Radio - Rachel Cooke

You don't have to be a Christian - or a Tory - to take comfort in "I Vow to Thee, My Country", wirte

Did Gordon Brown, lately so concerned with Britishness, listen on Tuesday to Soul Music (Radio 4), about Sir Cecil Spring-Rice's "I Vow to Thee, My Country"? I hope so. It was so well-made: informative and stirring. When it began, however, with the wedding of Charles and Diana (at which the hymn was sung), my heart sank. "Here comes the bride!" yelped a hilariously posh commentator on catching sight of the glass carriage. Cut to Robert Runcie, the then archbishop of Canterbury. He intoned something about fairy tales, which would have been poignant, had his voice not reminded me so strongly of that of Alec Guinness dragged up to play Lady Agatha d'Ascoyne in Kind Hearts and Coronets.

It was Ralph Vaughan Williams who matched Sir Cecil's poem to "Jupiter", from Holst's Planets, when he was editing the 1925 hymnal Songs of Praise; he also set it to his own music, but that version never caught on, and it was the Holst that came to be appropriated by Tories, royalty and public-school boys. The words have a touching history. Spring-Rice wrote them in 1917, shortly before he left office as Britain's ambassador to the US. He had lost a brother on the Western Front, and a friend, so his poem is as much about making sense of loss as patriotism. Six weeks later, he died; left on his desk to be found by his successor in the job, these two scant verses were, as his biographer put it, "his signature", a last signing-off.

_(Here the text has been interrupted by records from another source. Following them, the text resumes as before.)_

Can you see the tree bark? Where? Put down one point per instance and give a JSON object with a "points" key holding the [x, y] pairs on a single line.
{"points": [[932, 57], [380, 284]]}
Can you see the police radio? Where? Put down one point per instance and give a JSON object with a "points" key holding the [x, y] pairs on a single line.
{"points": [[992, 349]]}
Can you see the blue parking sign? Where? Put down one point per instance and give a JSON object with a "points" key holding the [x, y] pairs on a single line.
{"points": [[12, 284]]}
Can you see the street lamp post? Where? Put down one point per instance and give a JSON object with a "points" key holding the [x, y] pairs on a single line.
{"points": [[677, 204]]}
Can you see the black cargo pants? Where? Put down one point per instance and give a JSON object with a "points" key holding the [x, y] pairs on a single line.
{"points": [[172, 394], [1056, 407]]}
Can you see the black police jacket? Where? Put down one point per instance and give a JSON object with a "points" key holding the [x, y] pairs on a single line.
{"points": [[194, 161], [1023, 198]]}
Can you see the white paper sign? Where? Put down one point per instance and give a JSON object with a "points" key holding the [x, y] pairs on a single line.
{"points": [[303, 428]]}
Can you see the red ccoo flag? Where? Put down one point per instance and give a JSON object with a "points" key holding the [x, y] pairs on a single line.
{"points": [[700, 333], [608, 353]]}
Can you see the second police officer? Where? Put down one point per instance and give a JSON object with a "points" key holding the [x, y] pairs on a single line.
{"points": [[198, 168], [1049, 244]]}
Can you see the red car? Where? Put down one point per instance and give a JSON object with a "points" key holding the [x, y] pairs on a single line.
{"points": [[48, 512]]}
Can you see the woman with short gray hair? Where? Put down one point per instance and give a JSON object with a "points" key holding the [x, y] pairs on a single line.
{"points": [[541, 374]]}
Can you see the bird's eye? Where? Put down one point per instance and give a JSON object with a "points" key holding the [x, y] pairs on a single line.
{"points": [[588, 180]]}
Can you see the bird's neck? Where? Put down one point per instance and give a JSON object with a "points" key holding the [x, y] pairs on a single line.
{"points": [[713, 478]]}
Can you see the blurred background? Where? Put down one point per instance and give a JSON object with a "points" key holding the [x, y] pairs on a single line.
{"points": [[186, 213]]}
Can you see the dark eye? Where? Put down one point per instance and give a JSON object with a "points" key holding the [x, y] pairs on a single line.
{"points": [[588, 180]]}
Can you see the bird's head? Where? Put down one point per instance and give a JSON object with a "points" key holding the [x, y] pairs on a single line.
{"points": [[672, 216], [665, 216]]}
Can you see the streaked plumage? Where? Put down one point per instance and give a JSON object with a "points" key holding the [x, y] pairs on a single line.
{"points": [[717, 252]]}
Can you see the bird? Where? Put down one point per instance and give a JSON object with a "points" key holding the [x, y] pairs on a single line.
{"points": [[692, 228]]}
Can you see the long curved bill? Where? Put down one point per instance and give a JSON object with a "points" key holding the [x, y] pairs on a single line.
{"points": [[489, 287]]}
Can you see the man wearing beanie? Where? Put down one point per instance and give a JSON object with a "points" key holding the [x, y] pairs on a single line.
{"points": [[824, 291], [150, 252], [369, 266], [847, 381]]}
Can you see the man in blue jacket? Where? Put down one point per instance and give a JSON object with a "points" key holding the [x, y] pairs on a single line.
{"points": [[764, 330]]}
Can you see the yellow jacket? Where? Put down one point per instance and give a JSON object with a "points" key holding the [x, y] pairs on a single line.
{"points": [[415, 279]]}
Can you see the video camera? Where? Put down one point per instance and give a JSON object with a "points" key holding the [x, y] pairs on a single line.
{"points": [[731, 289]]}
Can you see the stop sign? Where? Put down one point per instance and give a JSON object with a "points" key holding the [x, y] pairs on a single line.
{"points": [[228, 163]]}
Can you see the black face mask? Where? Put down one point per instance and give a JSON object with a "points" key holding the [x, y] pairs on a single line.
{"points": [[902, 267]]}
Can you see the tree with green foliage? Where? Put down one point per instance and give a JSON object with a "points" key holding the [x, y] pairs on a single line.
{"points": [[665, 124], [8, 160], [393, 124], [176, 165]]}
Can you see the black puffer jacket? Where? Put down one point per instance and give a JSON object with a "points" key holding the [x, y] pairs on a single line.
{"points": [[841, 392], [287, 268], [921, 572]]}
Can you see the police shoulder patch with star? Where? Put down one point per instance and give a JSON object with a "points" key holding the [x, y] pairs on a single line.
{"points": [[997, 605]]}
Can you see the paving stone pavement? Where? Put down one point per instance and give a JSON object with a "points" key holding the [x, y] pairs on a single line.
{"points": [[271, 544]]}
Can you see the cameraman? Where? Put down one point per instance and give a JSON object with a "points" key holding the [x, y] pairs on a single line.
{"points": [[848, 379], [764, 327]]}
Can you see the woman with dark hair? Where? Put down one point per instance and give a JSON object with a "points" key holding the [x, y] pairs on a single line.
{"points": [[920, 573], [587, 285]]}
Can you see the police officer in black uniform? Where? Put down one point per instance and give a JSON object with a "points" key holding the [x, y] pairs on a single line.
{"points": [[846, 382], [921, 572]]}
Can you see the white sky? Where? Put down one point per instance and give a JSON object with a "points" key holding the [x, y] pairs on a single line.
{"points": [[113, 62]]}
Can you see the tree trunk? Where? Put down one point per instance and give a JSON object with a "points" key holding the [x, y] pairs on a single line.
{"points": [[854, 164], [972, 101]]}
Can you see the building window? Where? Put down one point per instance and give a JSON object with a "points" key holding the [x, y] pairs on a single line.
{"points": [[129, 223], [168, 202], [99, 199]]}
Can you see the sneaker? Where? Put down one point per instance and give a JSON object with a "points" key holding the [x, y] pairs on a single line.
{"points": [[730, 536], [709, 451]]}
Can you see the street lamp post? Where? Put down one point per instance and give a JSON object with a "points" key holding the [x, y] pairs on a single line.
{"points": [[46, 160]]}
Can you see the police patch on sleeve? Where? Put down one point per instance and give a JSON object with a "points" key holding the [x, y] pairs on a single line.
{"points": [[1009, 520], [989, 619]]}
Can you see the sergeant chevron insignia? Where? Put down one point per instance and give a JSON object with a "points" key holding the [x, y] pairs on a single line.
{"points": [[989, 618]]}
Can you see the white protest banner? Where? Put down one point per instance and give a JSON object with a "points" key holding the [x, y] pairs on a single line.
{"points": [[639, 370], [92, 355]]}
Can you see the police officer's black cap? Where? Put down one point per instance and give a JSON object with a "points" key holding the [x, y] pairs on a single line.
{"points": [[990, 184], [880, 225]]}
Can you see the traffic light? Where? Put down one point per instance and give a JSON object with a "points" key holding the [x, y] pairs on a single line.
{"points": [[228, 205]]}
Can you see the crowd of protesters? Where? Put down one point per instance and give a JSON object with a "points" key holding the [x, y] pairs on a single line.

Vaughan Williams's marriage of words and music spoke to the national mood. During performances of The Planets, audiences would sing along, and when the British Legion began holding its service of remembrance at the Albert Hall the hymn was a popular choice. You can understand why; there were few people who had not experienced catastrophic bereavement, and Spring-Rice's words offered them hope. A Holst scholar quietly noted the hymn's second verse. If the first seems jingoistic and unthinking, to modern ears ("the love that asks no questions"), the second speaks of "another country": a future country, a heavenly country where "all her paths are peace".

Into this exploded an encounter between the Right Reverend Stephen Lowe, Bishop of Hulme, and John Humphrys, which took place on the Today programme in 2004. The bishop, you may recall, regards the hymn as having "echoes of 1930s nationalism" and, worse, as heretical, because one should put one's relationship with God before that with one's country. On Soul Music, he described the hundreds of letters he received following this pronouncement. They were very nasty. "Pew-emptier!" is the only insult I am able to reprint here. He did not, however, sound upset by this. He seemed to regard the tone of the letters alone as having proved his point. This made for great radio.

So whose side am I on? With the Holst scholar, I suspect. I love the tune of "I Vow to Thee . . ." too much to choose to read it literally. To me, it acknowledges suffering and vulnerability and then looks beyond those things - to faith, resurrection and consolation. You do not need to be a Christian to find comfort in that, nor, for that matter, a Tory. There is no reason why the Conservatives should

have all the best tunes, as Martin Linton, the Labour

MP for Battersea, and Billy Bragg acknowledged with their, erm, socialist rewriting of the hymn.

Oh dear. Sorry, guys, but there is no reason why the Tories should have all the best poems, either. "We vow to build a country where all can live in health" is a fine sentiment - the best - but it's about as lyrical as one of Tony Blair's speeches.